Some 500 people stood blowing bubbles on the steps of Gorkovskaya metro station and in the surrounding Alexandrovsky Park at about 4 p.m. Sunday — the agreed time for the start of the flash mob — when about 30 men ran up and started beating them and firing rubber bullets.
Several people fell to the ground before the attackers fled at the sight of approaching OMON riot police officers. A reporter saw officers detain at least one attacker. Police also detained about 30 bubble-blowers for five hours on suspicion of walking on the grass, a charge that they denied, organizers said.
Emphasis mine. True story: I've actually been vaguely threatened with arrest by Romanian police officers because I was standing on the grass (an Eastern European euphemism for mud, as far as I can tell). I think they were shaking me down for a bribe (or at least sizing me up/priming me for one), though eventually they left me alone.
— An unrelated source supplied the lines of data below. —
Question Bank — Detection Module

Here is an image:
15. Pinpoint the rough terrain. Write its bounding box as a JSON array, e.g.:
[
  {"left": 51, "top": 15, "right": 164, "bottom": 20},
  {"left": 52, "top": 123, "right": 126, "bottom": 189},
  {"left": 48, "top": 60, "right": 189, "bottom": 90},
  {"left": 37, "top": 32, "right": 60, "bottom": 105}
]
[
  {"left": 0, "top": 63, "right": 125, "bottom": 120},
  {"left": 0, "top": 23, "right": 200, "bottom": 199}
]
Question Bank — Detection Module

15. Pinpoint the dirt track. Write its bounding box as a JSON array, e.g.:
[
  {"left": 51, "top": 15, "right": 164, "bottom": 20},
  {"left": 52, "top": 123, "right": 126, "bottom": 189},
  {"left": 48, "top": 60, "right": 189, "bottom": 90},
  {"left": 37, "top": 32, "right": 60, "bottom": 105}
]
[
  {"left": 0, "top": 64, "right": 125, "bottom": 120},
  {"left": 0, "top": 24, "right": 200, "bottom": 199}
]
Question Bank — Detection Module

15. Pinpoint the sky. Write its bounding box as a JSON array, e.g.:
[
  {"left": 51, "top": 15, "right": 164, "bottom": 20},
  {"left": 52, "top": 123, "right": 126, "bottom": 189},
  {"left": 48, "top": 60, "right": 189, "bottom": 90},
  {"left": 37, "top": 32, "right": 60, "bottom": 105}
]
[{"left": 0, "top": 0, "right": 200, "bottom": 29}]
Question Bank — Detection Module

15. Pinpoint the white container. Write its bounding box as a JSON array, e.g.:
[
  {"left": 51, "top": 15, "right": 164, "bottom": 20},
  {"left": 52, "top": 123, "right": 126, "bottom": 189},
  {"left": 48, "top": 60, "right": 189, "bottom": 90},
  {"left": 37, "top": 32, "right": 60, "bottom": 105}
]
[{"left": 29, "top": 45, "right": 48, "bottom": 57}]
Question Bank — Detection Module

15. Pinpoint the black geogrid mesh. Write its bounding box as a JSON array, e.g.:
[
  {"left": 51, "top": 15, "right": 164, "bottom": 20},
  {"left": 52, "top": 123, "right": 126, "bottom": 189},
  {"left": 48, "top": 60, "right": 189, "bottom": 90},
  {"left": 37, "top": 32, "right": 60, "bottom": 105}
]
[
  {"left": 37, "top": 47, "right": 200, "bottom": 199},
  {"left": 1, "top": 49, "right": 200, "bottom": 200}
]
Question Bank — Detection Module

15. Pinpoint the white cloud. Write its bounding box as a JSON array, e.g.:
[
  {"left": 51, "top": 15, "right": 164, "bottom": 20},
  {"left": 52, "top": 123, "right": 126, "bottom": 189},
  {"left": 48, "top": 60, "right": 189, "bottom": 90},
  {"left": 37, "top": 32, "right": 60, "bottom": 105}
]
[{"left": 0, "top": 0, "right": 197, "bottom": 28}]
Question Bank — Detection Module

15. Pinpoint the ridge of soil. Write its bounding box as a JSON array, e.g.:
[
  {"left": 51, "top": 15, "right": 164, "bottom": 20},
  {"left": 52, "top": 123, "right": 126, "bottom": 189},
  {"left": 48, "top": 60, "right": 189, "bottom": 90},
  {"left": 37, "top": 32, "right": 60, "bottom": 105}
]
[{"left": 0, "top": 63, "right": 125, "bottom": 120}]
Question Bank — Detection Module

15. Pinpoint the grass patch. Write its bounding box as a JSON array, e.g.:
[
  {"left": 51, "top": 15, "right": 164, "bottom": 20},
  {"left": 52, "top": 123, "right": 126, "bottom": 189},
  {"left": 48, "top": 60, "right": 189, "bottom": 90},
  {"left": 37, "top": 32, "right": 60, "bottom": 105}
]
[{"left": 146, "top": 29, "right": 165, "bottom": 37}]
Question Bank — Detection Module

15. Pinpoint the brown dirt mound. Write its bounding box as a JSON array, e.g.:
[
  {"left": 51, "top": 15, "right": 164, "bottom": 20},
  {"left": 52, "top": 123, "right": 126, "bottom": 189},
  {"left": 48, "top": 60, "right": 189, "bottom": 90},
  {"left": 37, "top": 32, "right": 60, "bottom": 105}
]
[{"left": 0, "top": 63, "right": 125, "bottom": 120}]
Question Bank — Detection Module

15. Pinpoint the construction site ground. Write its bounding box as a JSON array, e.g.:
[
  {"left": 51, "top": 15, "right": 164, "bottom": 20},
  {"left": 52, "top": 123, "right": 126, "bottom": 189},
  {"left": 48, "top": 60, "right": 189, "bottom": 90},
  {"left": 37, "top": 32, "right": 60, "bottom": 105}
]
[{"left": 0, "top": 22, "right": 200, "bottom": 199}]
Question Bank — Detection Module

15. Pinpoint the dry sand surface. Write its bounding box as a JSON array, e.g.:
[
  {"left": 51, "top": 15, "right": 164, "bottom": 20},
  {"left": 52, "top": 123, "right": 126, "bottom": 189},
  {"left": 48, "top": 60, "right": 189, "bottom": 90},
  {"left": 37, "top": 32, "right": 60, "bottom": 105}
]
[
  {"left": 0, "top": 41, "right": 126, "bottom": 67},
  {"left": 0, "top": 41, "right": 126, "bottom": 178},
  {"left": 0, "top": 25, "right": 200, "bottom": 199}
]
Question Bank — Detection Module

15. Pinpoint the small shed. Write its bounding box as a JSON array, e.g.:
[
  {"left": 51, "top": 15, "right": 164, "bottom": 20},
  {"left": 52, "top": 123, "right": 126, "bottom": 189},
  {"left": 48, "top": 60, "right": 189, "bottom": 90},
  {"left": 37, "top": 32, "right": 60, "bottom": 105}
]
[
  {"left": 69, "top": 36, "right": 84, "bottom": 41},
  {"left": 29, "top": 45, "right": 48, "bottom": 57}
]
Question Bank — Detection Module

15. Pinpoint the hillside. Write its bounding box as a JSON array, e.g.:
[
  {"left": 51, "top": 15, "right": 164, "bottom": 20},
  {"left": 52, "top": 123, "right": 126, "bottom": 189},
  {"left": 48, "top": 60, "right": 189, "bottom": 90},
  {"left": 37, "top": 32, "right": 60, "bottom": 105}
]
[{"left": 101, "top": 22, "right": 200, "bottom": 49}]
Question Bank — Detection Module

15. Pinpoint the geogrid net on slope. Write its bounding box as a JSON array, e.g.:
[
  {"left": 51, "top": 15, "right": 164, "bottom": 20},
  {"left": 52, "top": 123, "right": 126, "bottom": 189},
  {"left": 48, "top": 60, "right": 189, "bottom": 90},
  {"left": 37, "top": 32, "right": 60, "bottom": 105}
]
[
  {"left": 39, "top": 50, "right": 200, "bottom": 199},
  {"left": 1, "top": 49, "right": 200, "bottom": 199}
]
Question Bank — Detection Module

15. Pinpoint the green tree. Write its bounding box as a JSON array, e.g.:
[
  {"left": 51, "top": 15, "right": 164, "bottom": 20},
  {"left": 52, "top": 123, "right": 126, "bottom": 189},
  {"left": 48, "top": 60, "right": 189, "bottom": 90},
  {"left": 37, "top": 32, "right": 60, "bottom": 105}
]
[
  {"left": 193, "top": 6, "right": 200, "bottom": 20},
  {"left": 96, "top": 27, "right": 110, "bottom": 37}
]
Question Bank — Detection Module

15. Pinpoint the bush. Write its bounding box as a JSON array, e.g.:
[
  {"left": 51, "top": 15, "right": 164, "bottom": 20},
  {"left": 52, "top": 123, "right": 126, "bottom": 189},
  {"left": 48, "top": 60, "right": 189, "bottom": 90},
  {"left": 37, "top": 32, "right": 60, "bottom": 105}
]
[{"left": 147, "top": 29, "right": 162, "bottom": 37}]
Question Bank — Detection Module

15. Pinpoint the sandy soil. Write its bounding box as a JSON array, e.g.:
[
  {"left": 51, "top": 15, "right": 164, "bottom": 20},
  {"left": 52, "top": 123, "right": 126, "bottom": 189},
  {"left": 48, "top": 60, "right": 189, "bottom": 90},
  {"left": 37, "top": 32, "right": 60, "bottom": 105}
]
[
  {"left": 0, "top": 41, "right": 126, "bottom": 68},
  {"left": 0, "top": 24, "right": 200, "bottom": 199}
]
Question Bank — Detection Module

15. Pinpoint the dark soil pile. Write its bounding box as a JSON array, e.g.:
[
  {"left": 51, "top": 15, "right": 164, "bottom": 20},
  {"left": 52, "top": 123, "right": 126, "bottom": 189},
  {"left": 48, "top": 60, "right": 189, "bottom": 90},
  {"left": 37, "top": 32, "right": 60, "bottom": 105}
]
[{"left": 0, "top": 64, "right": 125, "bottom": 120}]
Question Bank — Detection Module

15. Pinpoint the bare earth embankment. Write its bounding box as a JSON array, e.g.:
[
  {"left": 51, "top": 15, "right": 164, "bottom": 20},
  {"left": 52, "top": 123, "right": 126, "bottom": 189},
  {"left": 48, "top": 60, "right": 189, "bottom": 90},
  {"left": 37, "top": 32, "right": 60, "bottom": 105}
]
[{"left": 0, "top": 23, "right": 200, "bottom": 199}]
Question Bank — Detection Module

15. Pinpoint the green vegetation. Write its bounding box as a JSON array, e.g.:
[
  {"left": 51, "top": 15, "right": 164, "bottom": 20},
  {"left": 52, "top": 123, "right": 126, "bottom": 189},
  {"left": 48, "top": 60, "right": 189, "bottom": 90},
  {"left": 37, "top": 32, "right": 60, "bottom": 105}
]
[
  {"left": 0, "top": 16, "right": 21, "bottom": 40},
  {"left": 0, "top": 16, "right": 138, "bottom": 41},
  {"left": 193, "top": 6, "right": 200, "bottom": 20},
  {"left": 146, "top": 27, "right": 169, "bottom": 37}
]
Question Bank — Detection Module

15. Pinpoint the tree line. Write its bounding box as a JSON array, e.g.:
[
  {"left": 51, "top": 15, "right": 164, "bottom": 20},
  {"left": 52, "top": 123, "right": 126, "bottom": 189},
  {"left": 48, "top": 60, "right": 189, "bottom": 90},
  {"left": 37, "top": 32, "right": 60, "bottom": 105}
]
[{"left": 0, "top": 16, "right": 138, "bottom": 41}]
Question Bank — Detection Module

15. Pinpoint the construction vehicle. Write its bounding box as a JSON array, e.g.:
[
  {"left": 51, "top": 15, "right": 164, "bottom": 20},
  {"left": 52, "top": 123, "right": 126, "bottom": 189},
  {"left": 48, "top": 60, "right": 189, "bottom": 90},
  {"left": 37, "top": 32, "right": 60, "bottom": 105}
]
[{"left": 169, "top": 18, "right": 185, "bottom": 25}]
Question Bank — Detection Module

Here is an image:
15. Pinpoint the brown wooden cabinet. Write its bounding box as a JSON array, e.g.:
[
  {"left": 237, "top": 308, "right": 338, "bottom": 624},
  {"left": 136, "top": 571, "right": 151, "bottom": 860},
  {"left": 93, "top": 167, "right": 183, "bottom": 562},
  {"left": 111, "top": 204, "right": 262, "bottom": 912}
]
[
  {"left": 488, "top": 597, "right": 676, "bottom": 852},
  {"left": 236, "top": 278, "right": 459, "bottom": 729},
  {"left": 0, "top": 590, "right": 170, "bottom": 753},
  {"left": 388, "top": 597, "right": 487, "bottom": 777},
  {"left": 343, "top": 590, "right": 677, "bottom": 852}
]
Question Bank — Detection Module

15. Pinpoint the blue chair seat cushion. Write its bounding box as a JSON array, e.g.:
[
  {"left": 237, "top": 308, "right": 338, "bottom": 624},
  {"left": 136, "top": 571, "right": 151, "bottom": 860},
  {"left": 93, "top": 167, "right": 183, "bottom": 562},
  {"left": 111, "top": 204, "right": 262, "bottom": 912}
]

In this specific case, I think the, uh, "mix-up" was probably genuine and not directed on high, but I think the Kremlin deserves ultimate responsibility for the rise of Russian neo-Nazism generally. And not just for indirect reasons like a poor economy and the government's political scapegoating of immigrants; rather, the Russian is literally training them:
Human Rights researchers in Moscow have published documents showing "Nazi skinheads are being encouraged, organized, and used by Russia's ruling circles in their own interests." And Isvestiya reported that "Nazi skinheads from an openly fascist organization, the NNP (People's National Party), were being trained at the Moscow OMON special-purpose police detachment facilities and that they were being trained specifically by OMON coaches." Several years ago Russian historian Vladimir Ilyushenko asserted that "some parties view skinheads as their reserve. The process of encouraging fascist sentiments in Russia is steered by government officials."